Sam Wolkowitz gave me a look that was supposed to cut me dead. Lips pressed together, eyes turned slightly away. It was a look that must’ve sent people crawling out of the executive suites on their hands and knees. But I’d seen my father stick an ice pick into somebody.
“Excuse me,” Sam said. “But who are you?”
“Oh, this here is my business partner.” John looped an arm around my shoulders. “Anthony’s just helping us out with our organization.”
“I’m just looking out for everybody’s best interest.”
Sam checked me out like a butcher inspecting a bad piece of meat. “John,” he said, without taking his eyes off me, “I thought surely you’d understand we can’t put a champion in the ring with a fighter who’s no longer ranked in the top ten.

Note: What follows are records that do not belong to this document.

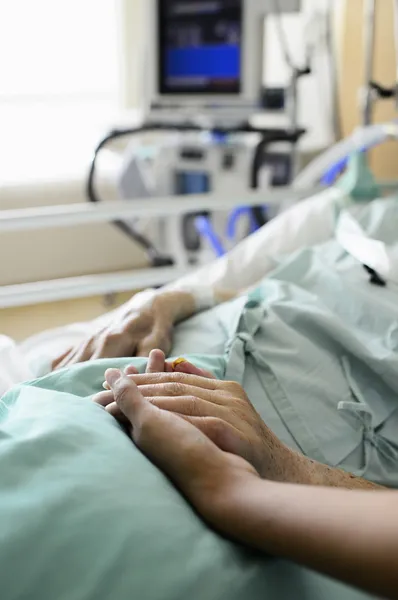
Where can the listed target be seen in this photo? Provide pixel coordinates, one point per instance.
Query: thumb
(127, 396)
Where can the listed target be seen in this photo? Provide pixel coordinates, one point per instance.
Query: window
(59, 82)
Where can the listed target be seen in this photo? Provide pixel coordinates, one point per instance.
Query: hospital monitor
(209, 53)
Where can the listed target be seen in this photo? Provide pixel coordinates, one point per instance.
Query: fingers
(127, 396)
(184, 366)
(189, 406)
(176, 377)
(182, 451)
(180, 390)
(158, 339)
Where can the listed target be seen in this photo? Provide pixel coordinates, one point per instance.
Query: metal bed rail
(14, 221)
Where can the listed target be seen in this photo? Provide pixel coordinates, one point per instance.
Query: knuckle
(122, 392)
(233, 388)
(179, 377)
(111, 338)
(217, 428)
(194, 409)
(177, 389)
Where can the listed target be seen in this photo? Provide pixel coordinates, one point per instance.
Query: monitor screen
(200, 46)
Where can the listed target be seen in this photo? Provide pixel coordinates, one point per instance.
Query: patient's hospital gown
(307, 223)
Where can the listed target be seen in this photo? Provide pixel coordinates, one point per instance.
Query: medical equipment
(205, 84)
(373, 91)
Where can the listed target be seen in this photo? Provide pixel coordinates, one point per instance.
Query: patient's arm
(138, 328)
(349, 535)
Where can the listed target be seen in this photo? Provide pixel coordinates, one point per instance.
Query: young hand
(206, 475)
(220, 409)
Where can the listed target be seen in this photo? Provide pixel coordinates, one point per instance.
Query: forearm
(179, 305)
(349, 535)
(309, 472)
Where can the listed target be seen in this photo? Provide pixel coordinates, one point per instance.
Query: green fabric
(85, 516)
(358, 181)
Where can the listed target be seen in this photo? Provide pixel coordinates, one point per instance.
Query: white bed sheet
(307, 223)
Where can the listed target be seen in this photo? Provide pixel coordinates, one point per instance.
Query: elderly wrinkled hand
(134, 333)
(219, 409)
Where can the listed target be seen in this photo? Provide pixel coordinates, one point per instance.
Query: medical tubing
(269, 136)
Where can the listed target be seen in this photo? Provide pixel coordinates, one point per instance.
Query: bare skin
(137, 331)
(349, 534)
(224, 413)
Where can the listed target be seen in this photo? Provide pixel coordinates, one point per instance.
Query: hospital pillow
(85, 516)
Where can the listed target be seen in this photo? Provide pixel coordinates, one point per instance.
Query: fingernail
(177, 362)
(112, 376)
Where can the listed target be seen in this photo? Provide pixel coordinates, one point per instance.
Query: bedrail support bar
(47, 217)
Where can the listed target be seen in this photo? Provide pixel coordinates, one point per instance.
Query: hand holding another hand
(219, 409)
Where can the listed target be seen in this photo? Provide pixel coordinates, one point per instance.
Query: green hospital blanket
(85, 516)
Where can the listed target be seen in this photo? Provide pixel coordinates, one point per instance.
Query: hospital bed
(154, 547)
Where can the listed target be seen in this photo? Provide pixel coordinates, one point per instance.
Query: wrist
(174, 307)
(282, 464)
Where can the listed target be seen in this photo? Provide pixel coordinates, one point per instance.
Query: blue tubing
(206, 230)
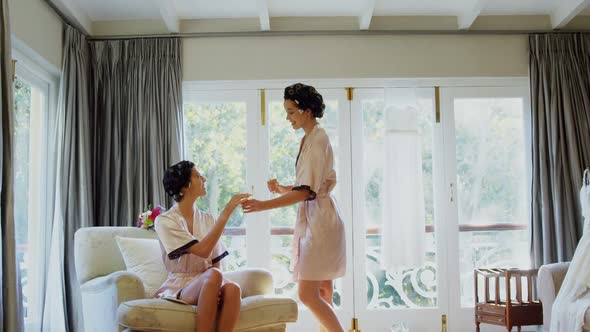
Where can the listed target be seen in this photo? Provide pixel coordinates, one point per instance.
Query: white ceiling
(171, 11)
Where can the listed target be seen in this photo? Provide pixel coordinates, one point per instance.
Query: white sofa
(113, 299)
(549, 282)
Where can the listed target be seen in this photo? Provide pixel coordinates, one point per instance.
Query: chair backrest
(97, 253)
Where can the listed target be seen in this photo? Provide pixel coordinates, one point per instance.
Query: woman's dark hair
(177, 177)
(306, 97)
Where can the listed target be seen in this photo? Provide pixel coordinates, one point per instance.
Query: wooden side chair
(509, 312)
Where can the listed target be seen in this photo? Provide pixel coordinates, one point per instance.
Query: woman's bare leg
(231, 300)
(327, 293)
(204, 292)
(309, 294)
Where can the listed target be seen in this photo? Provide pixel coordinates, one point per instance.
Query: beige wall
(247, 58)
(34, 23)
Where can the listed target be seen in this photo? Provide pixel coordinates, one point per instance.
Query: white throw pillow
(144, 258)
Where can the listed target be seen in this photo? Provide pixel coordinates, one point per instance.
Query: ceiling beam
(466, 18)
(73, 14)
(168, 15)
(566, 11)
(366, 15)
(263, 15)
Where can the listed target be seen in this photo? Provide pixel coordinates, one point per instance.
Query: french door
(421, 204)
(486, 136)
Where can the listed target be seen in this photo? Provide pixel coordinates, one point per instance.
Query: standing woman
(319, 247)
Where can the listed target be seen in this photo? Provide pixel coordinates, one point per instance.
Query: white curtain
(573, 299)
(402, 241)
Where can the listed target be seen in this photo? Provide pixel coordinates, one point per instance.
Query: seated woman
(191, 250)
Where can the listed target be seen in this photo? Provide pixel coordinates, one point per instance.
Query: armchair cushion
(144, 258)
(161, 315)
(549, 280)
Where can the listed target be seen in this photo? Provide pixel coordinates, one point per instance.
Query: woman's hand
(236, 200)
(274, 186)
(253, 205)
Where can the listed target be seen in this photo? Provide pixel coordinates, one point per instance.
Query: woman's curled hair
(177, 177)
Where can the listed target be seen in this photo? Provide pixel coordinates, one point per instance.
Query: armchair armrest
(101, 297)
(549, 282)
(252, 281)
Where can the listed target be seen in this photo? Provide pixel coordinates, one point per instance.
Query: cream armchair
(549, 281)
(113, 299)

We couldn’t sell a noncompetitive fight like that. Our markets wouldn’t take it.”
“So how do we get our guy ranked?” I asked.
Sam’s mouth turned into a thin line of disapproval. “Well, John,” he said. “As I’m sure you know, that decision would be up to the World Boxing Federation.”
“And who do we talk to there?”
Wolkowitz raised one eyebrow and looked from me to John B., as if asking, “Is this guy for real?” A couple of minutes ago he’d thought I was some gay flirt.
“The head of the WBF is Mr. Pedro Hoyas Ospina.” Wolkowitz examined his buffed nails. “A great advocate and a very dear personal friend. I often go down to visit him at the headquarters in Panama. The common view—and I’m not saying I agree or disagree—is that he controls the ranking system. I believe he’ll be appearing on the panel today.”
Wolkowitz nodded toward the stage at the front of the ballroom, where various fighters and casino executives were taking seats on a long wooden dais with a blue-and-gold Doubloon banner hanging off the front.
“So you’re saying that if we get to this Ospina, we got a shot at the fight?” I asked Wolkowitz.
“I’m not saying anything. I’m just putting things in context. You have to respect the integrity of the process.”
Oh go fuck yourself, I thought. I smiled as he shook John B.’s hand and gave me a sidelong glance.
“Good luck to you, John,” he said. “And be careful about the kind of company you keep.”
He drifted away like smoke off a cheap cigar and the press conference began. Pedro Hoyas Ospina of the WBF got up to make a speech. A little fireplug of a man with skin like a bad fruit and a tan leisure suit. He looked like someone Teddy might have had parking his car a few years ago. He began talking about how much he loved boxing and how he’d sacrificed everything in his life for the sport. He grew up in a little town near Caracas, he said, where a boy had to learn how to fight or dress up like a chicken for a month and let other children pluck him.
“I made myself,” he said with a choked-up, heavy accent. “That little chicken grew up to be a man ... A man ... Oh God!”
Then he started crying big honking sobs and burying his face in his handkerchief. Other people looked down and shook their heads, like they’d all shared the pain of dressing up like a chicken.
“Jesucristo, I love America,” Pedro Hoyas Ospina said between honks.
I felt a tap on my shoulder and turned around, expecting John B. to tell me something. Instead there was a tall, pale man wearing chinos and a white silk shirt with a paisley ascot underneath it.